TUESDAY, OCTOBER 24, 1871
Dust clouded Nate’s steps as he sloughed through a southwest section of the burned district. He’d made a habit of touring it every day to mark its progress and keep tabs on any stories brewing there. Usually the hive of activity energized him. Today, however, he felt sluggish. Dull. In an hour he’d need to be sharp for the city aldermen’s meeting, where they would be discussing the controversial ordinance to make downtown Chicago fireproof. But right now, all he wanted was to sit.
A loaded wagon crossed the road in front of him, the horses pulling it glistening with sweat. Wheelbarrows passed, and more wagons. Hoofbeats, scraping shovels, and voices amplified in Nate’s ears, adding to the growing ache in his head. There must be something going around. When he’d called on Meg yesterday, Helene had turned him away, saying Meg and Sylvie were feeling poorly and didn’t want him to catch anything. If he wasn’t feeling better by the weekend, he’d skip visiting Edith and her family this Sunday rather than risk getting them sick.

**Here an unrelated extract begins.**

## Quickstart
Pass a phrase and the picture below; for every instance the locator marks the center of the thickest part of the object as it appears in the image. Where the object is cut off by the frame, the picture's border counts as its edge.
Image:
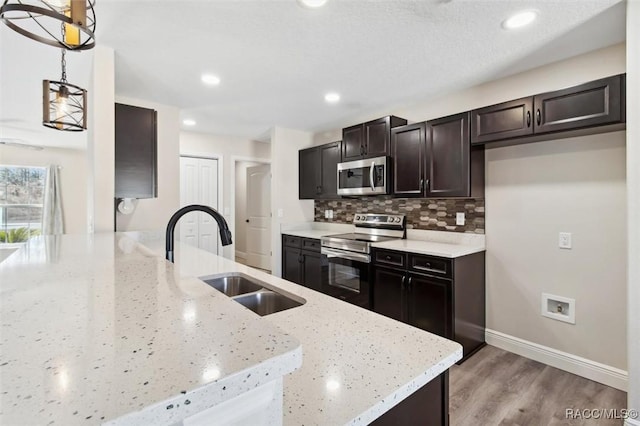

Trudging to the western edge of the district, he made his way to a wooden chair set up as a shoeshine stand at the foot of the Randolph Street Bridge. He lowered himself into it, propping one shoe on the crate in front of him. The southern branch of the Chicago River flowed under the bridge, the sound of its movement echoing off the steel girders.
“Afternoon.” Martin Sullivan tugged his cap down, then set to work wiping the dust from Nate’s shoes. Grey hair puffed over the tops of his large ears, the lobes sagging against his silver-stubbled jaw. “The weather’s changing, it is. A chill in the air says winter’s hard on our heels. Don’t you think?” A trace of Irish accent lilted among his words.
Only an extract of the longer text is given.